Comment rendre cette exigence compatible avec un décloisonnement des compétences ?

A.C. : Au bureau des paysages, nous sommes urbanistes-paysagistes-architectes. Certains d’entre nous ont été formés comme architectes, d’autres comme paysagistes, certains en suivant des chemins différents. Je fais en sorte que notre équipe puisse fonctionner à la manière d’une troupe de théâtre où les rôles sont repartis en fonction des nécessités du répertoire. L’exercice de projet nécessite un apprentissage et une remise en cause, constants. Notre agence est une école pratique et polytechnique. La prise en compte des relations entre le dedans et le dehors suppose une vision et une maîtrise globale de la construction et de l’aménagement. Le jardin de la cité numérique de Bègles permet d’obtenir l’été lorsqu’il fait chaud, un abaissement de la température dans les bureaux et les ateliers de 7 à 8 degrés centigrades. Les logiciels du bureau d’études fluides chargé du calcul environnemental ont pris en compte des paramètres plus difficiles à modéliser. L’interaction entre le dehors et le dedans repose aussi sur une réalité vécue par chacun. Le logement n’est-il pas la partie la plus privée de l’espace public et du territoire que chacun pratique ? Le jardin, la terrasse et le balcon, ne seraient-ils au contraire pas la partie la plus publique d’un espace privé ?

 

La voie réglementaire vous paraît-elle appropriée à l’amélioration de la qualité des espaces construits ou aménagés ?

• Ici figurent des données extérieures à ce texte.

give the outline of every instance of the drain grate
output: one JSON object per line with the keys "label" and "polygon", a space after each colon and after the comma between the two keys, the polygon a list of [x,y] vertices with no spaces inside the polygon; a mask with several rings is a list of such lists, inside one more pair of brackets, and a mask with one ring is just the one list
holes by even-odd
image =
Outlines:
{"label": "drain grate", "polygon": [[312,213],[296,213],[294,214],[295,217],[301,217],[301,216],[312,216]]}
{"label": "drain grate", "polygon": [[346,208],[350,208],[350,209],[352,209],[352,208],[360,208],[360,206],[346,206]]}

A.C. : On s’éloigne souvent des lois et de leur sens en abusant des règlements. L’expérience et les essais devraient nous permettre par approches successives d’établir des correspondances entre nos tentatives d’amélioration de notre environnement et l’esprit des lois. Je trouve inquiétant toute tentative visant à enfermer la réalité dans des dispositifs règlementaires fussent-ils vertueux. Gardons en mémoire leur finalité faute de quoi les règles pourraient vider les lois  et la réalité de leur sens. Je crois davantage aux vertus de l’expérimentation qu’aux certitudes de la planification et c’est aussi ce que j’ai appris de la section du paysage et de l’art des jardins dans le Potager du roi et de l’enseignement de Michel Corajoud.